The explosive new report by the Senate investigations subcommittee out today, which I covered here, is filled with lurid, juicy details about four previously unreported money-laundering cases in the US and the Americans who aided that laundering. For instance, Teodoro Obiang, son of Equatorial Guinea’s despotic president, used US attorneys and realtors to help him create shell corporations for his money—and in return, he feted them with VIP access to exclusive parties and other perks; in one email, an attorney who helped Obiang funnel money into the US, and who later got into a Playboy Mansion Halloween party thanks to Obiang, writes, “I met many beautiful women, and I have the photos, e-mail addresses and phone numbers to prove it.”
Another eye-catching detail that appears is the appearance of Obiang’s then-girlfriend, hip-hop starlet Eve Jeffers. (The two are no longer together.) Now, the relationship between Eve and Obaing had been reported long before the subcommittee’s report came out Eve Teodoro Obiang. However, today’s report does shed light on an unreported twist in their relationship: Eve was actually named president and CFO of one of Obiang’s shell corporations, named Sweet Pink Inc., according to George Nagler, the attorney who created the corporation for Obiang. Eve was also a signatory for an account at Union Bank of California for the Sweet Pink corporation, the report found.
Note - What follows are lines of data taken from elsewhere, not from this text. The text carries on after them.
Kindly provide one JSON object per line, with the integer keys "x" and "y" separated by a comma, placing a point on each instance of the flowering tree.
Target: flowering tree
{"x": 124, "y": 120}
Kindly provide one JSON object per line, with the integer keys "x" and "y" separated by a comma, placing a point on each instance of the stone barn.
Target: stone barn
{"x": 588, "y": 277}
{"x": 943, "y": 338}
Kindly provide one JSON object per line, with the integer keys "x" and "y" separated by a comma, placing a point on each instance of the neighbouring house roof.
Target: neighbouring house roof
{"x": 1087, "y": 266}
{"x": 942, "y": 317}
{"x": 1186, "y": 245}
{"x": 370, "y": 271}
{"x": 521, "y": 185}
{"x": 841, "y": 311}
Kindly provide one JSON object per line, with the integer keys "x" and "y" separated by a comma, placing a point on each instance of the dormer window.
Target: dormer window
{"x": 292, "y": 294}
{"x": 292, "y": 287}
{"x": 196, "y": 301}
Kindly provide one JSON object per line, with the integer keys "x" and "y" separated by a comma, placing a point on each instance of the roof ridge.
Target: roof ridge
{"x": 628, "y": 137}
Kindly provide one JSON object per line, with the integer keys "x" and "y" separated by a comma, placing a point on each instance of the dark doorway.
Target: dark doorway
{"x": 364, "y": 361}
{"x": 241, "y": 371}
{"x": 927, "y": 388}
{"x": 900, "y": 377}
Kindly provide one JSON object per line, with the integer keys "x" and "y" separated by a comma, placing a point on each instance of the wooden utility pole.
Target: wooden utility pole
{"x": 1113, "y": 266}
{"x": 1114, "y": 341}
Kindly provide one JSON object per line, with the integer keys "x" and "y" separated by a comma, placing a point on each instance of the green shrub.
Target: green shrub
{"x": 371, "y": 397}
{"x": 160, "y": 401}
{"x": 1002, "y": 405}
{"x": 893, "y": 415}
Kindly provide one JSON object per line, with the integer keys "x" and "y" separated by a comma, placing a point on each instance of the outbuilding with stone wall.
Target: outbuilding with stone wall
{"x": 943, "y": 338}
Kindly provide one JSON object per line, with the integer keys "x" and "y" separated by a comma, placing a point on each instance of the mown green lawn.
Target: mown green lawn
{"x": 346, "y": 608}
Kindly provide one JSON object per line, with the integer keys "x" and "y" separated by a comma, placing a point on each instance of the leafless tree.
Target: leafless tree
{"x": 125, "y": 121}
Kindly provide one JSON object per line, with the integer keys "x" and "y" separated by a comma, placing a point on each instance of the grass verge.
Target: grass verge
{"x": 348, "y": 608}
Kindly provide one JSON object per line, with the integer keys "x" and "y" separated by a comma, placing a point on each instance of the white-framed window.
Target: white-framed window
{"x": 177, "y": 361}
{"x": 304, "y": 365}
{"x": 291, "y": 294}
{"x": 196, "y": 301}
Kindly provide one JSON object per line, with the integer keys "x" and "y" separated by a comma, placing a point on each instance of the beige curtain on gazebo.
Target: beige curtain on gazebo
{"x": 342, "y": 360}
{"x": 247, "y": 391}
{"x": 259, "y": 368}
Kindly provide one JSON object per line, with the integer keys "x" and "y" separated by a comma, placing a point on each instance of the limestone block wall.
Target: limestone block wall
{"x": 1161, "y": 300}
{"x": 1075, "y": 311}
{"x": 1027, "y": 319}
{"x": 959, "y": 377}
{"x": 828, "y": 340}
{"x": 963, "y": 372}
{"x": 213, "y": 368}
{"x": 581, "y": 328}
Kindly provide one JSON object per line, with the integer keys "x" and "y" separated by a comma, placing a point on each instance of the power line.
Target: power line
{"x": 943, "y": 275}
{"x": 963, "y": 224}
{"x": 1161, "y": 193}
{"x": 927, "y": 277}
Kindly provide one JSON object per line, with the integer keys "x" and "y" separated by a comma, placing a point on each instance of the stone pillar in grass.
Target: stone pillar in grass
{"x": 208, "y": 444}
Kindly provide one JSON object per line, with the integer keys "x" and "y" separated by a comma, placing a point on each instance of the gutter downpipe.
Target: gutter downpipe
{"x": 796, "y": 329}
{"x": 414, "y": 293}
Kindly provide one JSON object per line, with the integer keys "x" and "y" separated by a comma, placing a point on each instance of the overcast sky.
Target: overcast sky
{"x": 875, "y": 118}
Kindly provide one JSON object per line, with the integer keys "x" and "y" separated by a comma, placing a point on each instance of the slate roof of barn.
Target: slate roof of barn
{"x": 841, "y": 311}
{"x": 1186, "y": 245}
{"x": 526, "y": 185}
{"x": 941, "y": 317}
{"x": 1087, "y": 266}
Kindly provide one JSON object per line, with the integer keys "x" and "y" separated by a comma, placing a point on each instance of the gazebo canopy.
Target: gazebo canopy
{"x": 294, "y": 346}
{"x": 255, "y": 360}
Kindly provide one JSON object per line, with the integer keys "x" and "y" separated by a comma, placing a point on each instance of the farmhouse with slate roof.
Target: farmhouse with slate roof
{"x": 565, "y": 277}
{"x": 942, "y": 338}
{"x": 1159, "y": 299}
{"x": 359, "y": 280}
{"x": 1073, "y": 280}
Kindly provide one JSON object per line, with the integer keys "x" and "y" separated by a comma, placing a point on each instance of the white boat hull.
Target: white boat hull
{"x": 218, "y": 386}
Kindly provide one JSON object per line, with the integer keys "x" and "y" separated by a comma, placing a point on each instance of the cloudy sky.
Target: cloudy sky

This was a shady arrangement to say the least. Indeed, soon after the Union Bank account was created that listed Eve as a signatory, two wire transfers of about $30,000 from one of Obiang’s companies in Equatorial Guinea were deposited in the account. That raised red flags for Union Bank, which had listed Equatorial Guinea as a “high-risk jurisdiction,” and the bank quickly examined the accounts and later closed them, less than a month after they were opened.
The report doesn’t mention Eve outside the Obiang incident, but it goes to show that the ways in which foreign figures will launder money in the US are many, utilizing anyone from well-connected lobbyists and attorneys to even well-known music stars.